When you’ve hurt someone, whether you meant to or not, what matters is how you repair the situation.
By Everyday Feminism
You don’t know me, but I walk right up to you holding a Frisbee.
I wind up–and throw the disc right into your face.
Understandably, you are indignant.
Through a bloody nose, you use a few choice words to ask me what the hell I thought I was doing.
And my response?
“Oh, I didn’t mean to hit you! That was never my intent! I was simply trying to throw the Frisbee to my friend over there!”
Visibly upset, you demand an apology.
But I refuse. Or worse, I offer an apology that sounds like “I’m sorry your face got in the way of my Frisbee! I never intended to hit you.”
Sound absurd? Sound infuriating enough to give me a well-deserved Frisbee upside the head?
So why is this same thing happening all of the time when it comes to the intersection of our identities and oppressions or privileges?
Intent v. Impact
From Paula Deen to Alec Baldwin to your annoying, bigoted uncle or friend, we hear it over and over again: “I never meant any harm…” “It was never my intent…” “I am not a racist…” “I am not a homophobe…” “I’m not a sexist…”
I cannot tell you how often I’ve seen people attempt to deflect criticism about their oppressive language or actions by making the conversation about their intent.
At what point does the “intent” conversation stop mattering so that we can step back and look at impact?
After all, in the end, what does the intent of our action really matter if our actions have the impact of furthering the marginalization or oppression of those around us?
In some ways, this is a simple lesson of relationships.
If I say something that hurts my partner, it doesn’t much matter whether I intended the statement to mean something else–because my partner is hurting.
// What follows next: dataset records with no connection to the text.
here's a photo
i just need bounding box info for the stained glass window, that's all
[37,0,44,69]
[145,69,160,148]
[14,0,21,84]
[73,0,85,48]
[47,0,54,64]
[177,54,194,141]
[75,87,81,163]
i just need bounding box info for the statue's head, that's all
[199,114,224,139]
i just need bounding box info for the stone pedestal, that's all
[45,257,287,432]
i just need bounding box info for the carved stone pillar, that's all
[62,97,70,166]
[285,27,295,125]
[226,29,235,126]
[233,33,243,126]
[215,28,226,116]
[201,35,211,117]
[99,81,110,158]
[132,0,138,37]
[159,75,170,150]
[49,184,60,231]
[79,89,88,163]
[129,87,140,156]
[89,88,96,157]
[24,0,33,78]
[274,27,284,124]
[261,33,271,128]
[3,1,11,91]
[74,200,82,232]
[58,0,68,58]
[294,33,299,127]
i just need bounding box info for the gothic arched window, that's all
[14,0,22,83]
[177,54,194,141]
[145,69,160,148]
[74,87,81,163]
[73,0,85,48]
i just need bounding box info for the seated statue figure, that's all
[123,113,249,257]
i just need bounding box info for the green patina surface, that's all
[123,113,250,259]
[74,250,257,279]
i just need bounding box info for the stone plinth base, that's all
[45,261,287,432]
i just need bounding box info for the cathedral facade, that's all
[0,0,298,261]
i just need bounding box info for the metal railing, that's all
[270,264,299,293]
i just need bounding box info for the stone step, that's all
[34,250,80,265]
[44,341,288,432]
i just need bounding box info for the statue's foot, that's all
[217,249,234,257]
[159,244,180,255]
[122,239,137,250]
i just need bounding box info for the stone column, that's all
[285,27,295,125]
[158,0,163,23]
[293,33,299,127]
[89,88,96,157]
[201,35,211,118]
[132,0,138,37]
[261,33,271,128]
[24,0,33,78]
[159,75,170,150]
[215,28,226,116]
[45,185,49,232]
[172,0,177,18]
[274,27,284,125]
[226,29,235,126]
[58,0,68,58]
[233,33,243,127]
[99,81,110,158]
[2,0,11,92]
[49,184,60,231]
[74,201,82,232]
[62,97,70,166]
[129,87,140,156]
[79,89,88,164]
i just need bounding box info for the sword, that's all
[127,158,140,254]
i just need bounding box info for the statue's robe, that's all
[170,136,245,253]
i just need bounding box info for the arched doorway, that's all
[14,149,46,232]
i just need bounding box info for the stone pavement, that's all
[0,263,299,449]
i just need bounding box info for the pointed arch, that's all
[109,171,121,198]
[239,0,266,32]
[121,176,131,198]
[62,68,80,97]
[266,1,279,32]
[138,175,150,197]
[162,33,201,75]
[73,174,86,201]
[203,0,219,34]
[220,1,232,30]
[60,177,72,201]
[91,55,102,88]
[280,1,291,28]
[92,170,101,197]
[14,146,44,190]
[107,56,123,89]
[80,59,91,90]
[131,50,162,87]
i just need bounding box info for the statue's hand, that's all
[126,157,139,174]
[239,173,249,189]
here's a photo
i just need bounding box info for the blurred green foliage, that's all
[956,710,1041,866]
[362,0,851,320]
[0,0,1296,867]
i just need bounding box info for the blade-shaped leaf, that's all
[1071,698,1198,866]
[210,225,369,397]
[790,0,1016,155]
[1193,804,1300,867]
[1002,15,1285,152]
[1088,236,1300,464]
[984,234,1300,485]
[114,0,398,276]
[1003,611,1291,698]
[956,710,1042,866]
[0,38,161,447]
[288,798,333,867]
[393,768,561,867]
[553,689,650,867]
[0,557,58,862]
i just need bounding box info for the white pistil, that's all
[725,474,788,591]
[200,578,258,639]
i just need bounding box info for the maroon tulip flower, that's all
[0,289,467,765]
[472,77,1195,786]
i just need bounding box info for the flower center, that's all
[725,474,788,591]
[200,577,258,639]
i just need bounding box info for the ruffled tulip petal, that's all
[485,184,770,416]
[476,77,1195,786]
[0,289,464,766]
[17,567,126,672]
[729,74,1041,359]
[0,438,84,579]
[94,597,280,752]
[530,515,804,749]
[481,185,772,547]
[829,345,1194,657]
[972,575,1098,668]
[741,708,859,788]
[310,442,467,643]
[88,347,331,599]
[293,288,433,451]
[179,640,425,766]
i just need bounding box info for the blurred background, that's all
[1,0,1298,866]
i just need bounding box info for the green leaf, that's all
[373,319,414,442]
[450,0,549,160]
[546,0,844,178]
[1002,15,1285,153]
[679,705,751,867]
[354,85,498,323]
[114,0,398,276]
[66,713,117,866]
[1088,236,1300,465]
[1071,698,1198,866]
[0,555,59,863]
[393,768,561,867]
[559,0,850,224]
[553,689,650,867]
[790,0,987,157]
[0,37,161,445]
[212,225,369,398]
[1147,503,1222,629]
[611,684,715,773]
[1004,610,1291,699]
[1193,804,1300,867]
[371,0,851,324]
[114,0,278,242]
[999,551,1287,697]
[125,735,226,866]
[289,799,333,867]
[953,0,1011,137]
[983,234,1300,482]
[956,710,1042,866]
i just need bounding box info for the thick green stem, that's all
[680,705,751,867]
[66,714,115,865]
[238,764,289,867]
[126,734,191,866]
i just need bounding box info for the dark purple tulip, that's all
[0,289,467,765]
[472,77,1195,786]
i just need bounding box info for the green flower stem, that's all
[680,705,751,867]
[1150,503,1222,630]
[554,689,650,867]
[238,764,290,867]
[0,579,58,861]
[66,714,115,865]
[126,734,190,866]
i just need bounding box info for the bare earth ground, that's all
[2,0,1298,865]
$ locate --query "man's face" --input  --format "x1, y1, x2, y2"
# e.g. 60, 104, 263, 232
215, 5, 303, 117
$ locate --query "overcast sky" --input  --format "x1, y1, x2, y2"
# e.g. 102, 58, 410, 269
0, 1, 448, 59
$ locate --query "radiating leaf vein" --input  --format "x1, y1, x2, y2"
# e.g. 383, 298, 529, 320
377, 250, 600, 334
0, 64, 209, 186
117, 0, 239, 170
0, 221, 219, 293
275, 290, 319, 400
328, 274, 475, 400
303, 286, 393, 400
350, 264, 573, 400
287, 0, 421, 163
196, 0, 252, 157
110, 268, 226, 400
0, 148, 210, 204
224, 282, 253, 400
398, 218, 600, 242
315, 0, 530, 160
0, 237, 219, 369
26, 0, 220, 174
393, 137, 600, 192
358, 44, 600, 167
I need to listen to how my language hurt my partner. I need to apologize.
And then I need to reflect and empathize to the best of my ability so I don’t do it again.
But when we’re dealing with the ways in which our identities intersect with those around us–and, in turn, the ways our privileges and our experiences of marginalization and oppression intersect–this lesson becomes something much larger and more profound.
This becomes a lesson of justice.
What we need to realize is that when it comes to people’s lives and identities, the impact of our actions can be profound and wide-reaching.
And that’s far more important than the question of our intent.
We need to ask ourselves what might be or might have been the impact of our actions or words.
And we need to step back and listen when we are being told that the impact of our actions is out of step with our intents or our perceptions of self.